We ervaren dat de bakkers in Frankrijk eigenlijk 7 dagen in de week open zijn en we elke dag verse croissants kunnen eten. We hebben vandaag een gigantisch eind gefietst. Het ging vandaag "als een trein," kun je wel zeggen, maar dan op de fiets natuurlijk! In St. Nicolaas passeren we de 1000 km grens en is het tijd om dat te vieren in het perfecte restaurant van de camping in Beaune, waar we een heerlijke "boeuf Bourgonjon" verorberen.

Beaune is een historische stad met vele middeleeuwse bouwwerken rond de stadskern, omgeven door stadswallen met zware verdedigingswerken.
De belangrijkste bezienswaardigheid van Beaune is de in 1443 in opdracht van Nicolas Rolin gebouwde Hôtel-Dieu .



Buxy





 Buiten Beaune beginnen de wereldvermaarde wijngaarden met de beroemde Bourgondische Grand Cru wijnen, met mooie plaatsjes zoals Meursault, Chagny.  Na Givry begint de z.g. "Voie Verte"een oude 40 km lange spoorbaan naar Cluny, nu tot fietspad omgetoverd. Bij Buxy is het even zoeken naar het vervolg van deze route en iets verder bij het op bij het oude stationnetje van St.

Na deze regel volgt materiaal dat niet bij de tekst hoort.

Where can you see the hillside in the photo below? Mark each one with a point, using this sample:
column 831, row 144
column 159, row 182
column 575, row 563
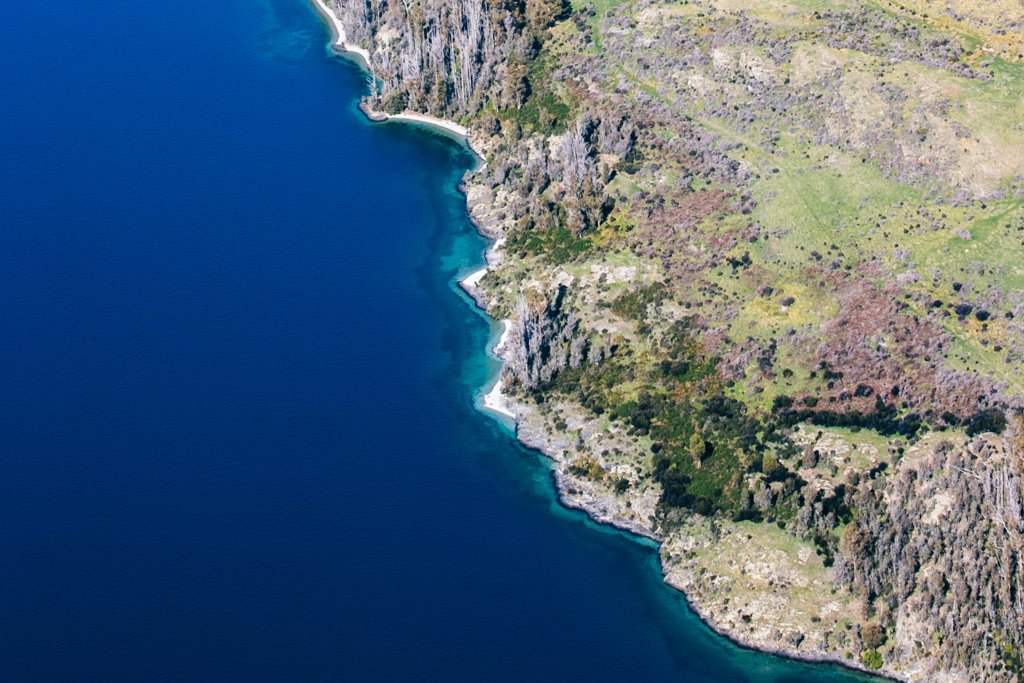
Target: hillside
column 764, row 263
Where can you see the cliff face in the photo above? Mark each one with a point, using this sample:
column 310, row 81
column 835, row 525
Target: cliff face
column 937, row 548
column 444, row 57
column 759, row 262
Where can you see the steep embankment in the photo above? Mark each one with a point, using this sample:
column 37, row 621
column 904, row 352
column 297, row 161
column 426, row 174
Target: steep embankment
column 758, row 261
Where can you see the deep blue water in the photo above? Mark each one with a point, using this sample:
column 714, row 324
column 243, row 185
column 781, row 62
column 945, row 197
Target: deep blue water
column 237, row 420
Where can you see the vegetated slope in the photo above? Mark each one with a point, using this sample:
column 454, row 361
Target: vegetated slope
column 764, row 264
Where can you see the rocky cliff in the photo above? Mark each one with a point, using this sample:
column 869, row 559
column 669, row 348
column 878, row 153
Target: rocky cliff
column 759, row 260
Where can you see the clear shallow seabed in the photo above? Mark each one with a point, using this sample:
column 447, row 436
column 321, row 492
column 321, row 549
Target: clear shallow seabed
column 237, row 382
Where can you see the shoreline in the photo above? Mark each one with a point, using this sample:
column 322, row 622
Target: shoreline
column 339, row 36
column 493, row 399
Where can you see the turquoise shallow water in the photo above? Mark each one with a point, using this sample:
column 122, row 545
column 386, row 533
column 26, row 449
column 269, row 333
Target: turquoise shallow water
column 239, row 433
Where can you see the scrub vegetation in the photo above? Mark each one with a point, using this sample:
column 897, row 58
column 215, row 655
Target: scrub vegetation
column 763, row 261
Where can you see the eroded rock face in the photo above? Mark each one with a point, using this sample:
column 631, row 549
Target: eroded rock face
column 546, row 337
column 937, row 550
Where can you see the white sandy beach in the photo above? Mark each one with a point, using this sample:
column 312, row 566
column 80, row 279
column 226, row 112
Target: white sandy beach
column 340, row 37
column 496, row 400
column 434, row 122
column 472, row 280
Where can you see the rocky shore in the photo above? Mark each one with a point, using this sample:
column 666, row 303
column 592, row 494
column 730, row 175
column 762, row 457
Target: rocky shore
column 782, row 565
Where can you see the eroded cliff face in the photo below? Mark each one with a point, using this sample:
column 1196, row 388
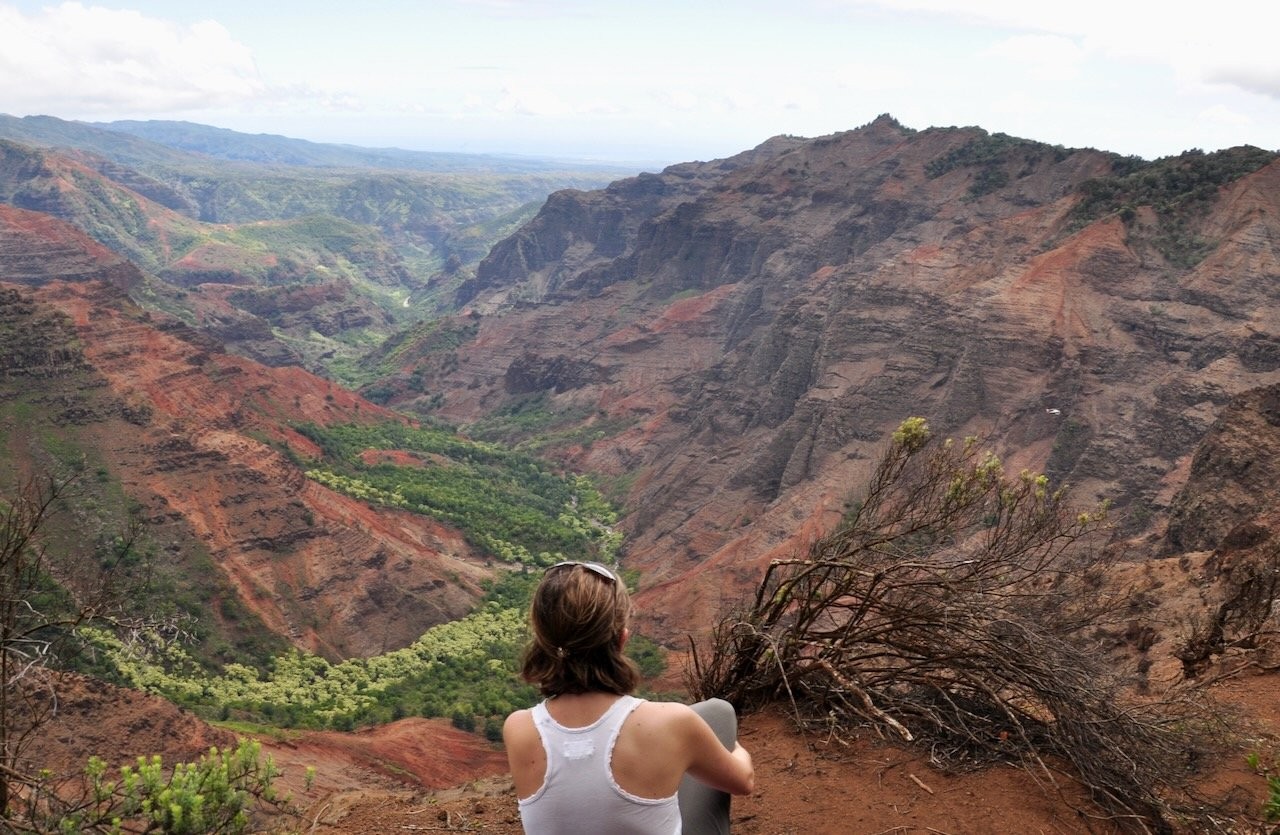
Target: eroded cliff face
column 757, row 331
column 195, row 438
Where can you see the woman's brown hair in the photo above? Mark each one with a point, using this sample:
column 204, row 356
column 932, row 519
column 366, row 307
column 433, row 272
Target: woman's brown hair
column 577, row 619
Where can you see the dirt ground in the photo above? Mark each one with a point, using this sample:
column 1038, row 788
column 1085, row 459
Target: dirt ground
column 424, row 775
column 812, row 785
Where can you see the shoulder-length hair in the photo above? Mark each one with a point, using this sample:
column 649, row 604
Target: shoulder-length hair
column 577, row 619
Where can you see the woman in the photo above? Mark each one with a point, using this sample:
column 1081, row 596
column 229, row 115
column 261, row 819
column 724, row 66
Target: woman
column 592, row 757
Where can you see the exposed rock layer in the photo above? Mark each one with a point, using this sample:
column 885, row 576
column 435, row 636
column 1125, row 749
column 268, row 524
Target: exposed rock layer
column 762, row 324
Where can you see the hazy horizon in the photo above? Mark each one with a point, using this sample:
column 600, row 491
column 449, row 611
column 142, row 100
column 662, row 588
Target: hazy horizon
column 664, row 82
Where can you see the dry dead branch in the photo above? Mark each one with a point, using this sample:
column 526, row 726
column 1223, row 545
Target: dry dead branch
column 955, row 607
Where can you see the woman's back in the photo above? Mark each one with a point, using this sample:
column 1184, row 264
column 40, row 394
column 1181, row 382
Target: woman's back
column 592, row 758
column 594, row 774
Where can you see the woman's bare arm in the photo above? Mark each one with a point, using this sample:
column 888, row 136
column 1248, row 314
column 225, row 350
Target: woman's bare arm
column 711, row 762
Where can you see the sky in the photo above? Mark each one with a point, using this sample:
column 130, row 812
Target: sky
column 656, row 80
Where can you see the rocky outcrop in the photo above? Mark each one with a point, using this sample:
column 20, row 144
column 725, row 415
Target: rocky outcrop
column 195, row 438
column 759, row 329
column 1228, row 500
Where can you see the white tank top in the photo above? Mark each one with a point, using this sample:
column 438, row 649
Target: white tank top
column 579, row 793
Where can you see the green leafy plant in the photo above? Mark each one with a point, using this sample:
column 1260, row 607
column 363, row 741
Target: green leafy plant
column 211, row 795
column 507, row 502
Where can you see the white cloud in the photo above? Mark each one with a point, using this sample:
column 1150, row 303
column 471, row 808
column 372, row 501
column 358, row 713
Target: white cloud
column 533, row 101
column 1221, row 114
column 1043, row 56
column 87, row 60
column 1230, row 42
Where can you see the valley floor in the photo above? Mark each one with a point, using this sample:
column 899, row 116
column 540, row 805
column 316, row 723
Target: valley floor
column 814, row 786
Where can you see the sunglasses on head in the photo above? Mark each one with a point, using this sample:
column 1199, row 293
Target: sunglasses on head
column 590, row 566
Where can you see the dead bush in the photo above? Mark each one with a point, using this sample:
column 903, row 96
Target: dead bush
column 952, row 608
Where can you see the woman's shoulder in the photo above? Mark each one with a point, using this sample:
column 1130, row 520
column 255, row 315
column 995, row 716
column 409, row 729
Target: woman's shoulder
column 670, row 713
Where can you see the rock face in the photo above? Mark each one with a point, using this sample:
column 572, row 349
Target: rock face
column 746, row 333
column 193, row 437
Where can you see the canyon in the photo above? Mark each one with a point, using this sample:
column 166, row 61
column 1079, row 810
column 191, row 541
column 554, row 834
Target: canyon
column 723, row 346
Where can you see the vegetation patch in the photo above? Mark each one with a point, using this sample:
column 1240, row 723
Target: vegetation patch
column 1179, row 190
column 506, row 502
column 992, row 155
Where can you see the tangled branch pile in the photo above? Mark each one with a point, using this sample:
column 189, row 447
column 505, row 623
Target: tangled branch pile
column 954, row 607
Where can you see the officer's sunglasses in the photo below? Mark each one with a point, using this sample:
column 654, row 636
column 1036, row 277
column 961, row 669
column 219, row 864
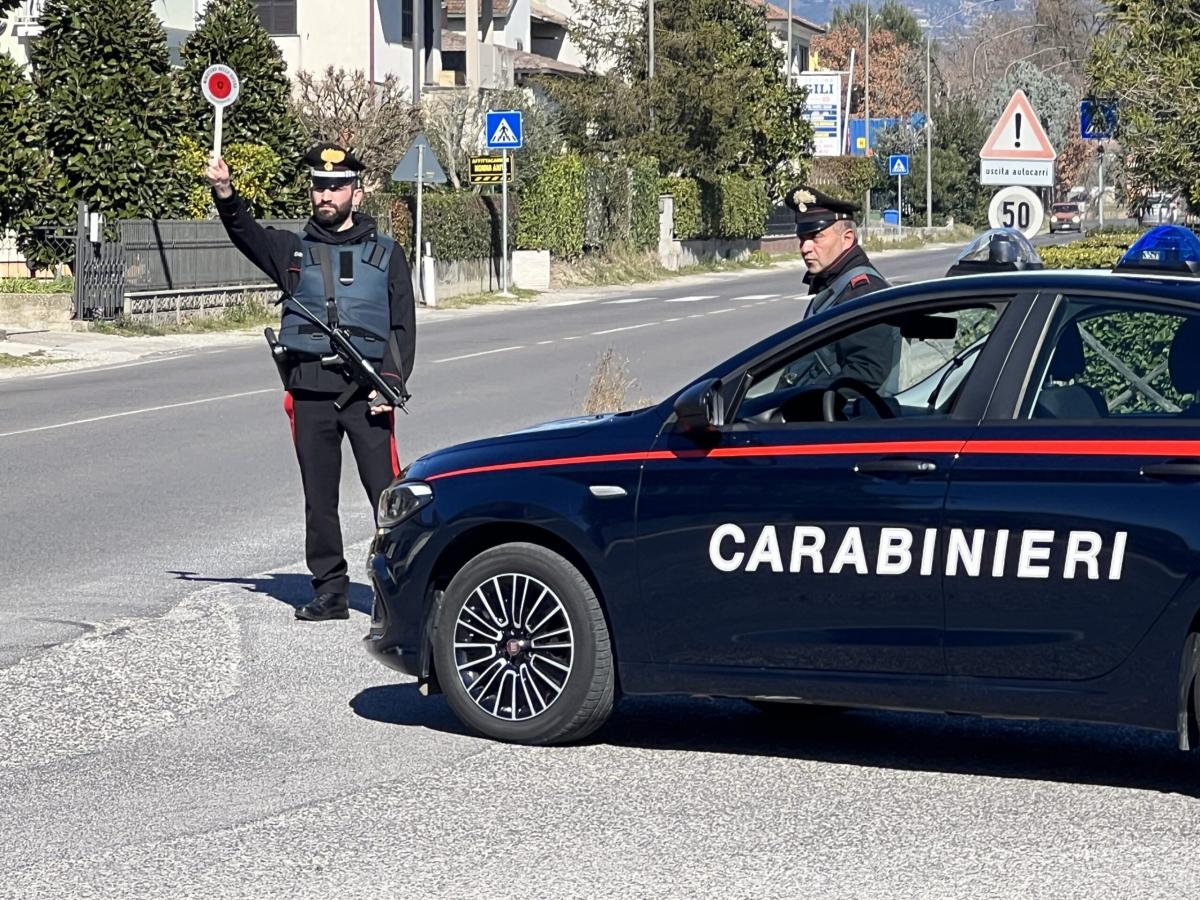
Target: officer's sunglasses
column 330, row 184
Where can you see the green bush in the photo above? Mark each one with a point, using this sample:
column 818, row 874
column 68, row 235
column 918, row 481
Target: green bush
column 460, row 225
column 846, row 178
column 553, row 209
column 643, row 203
column 1097, row 251
column 688, row 223
column 255, row 169
column 735, row 208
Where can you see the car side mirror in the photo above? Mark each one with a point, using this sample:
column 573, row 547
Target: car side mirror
column 701, row 407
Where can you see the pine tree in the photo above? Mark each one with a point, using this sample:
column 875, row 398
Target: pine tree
column 102, row 77
column 23, row 163
column 231, row 34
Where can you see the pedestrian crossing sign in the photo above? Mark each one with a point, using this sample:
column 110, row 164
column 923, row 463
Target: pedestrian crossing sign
column 502, row 129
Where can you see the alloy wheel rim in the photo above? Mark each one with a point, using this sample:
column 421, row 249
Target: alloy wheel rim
column 514, row 647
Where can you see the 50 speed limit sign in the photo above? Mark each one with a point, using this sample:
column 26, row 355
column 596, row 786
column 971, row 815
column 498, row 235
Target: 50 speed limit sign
column 1017, row 208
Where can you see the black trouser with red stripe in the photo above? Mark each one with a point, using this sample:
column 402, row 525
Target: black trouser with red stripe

Gengoux vinden we leuke kampeerplek.
St. Gengoux










Na de mooie stad Cluny, begint een deel met veel klimwerk naar Col de la croix d'Auterre onder tropische temperaturen van 35C.  Gewoon een lage versnelling inschakelen en doorploeteren maar. Hersens op nul, blik op oneindig, je kent het misschien wel.




 Na de afdaling naar Gibles, waar volgens  de beschrijving een zeer mooie kasteelcamping moet zijn. We vinden echter geen bordjes naar het chateau, maar na enig zoeken vinden we hem toch, maar blijkt nog gesloten te zijn!  Achter in de tuin is de hele familie aan het diner en na een praatje met Michele de eigenaar, die het sneu vond om ons als fietsers weer weg te sturen, mogen we een plek uitzoeken op z'n prachtige landgoed met uitzicht op het diep onder ons gelegen dal. Daarna opent hij speciaal voor ons nog een appartement in het kasteel, waar we mogen douchen en van het toilet gebruik maken.


Chateau la Clayette
Als we de volgende dag vertrekken, mogen we onder geen beding iets betalen! Zo'n gastvrijheid kom je in Frankrijk niet vaak tegen!    


Als we weer wat afdalen komen bij het meertje van Curbigny bij het fraaie Chateau la Clayette, waar we uitgebreid lunchen.

De hitte speelt ons aardig parten en bij het mooie Chateauneuf bij de kerk en kasteel houden we een lange siësta. Althans Lydia valt in een diepe slaap, terwijl ik het hoger gelegen kasteel bezoek. Maar na een heerlijke lunch met verse aardbeien met kwark, bestijgen we onze ijzeren(tegenwoordig aluminium of carbon) rossen weer.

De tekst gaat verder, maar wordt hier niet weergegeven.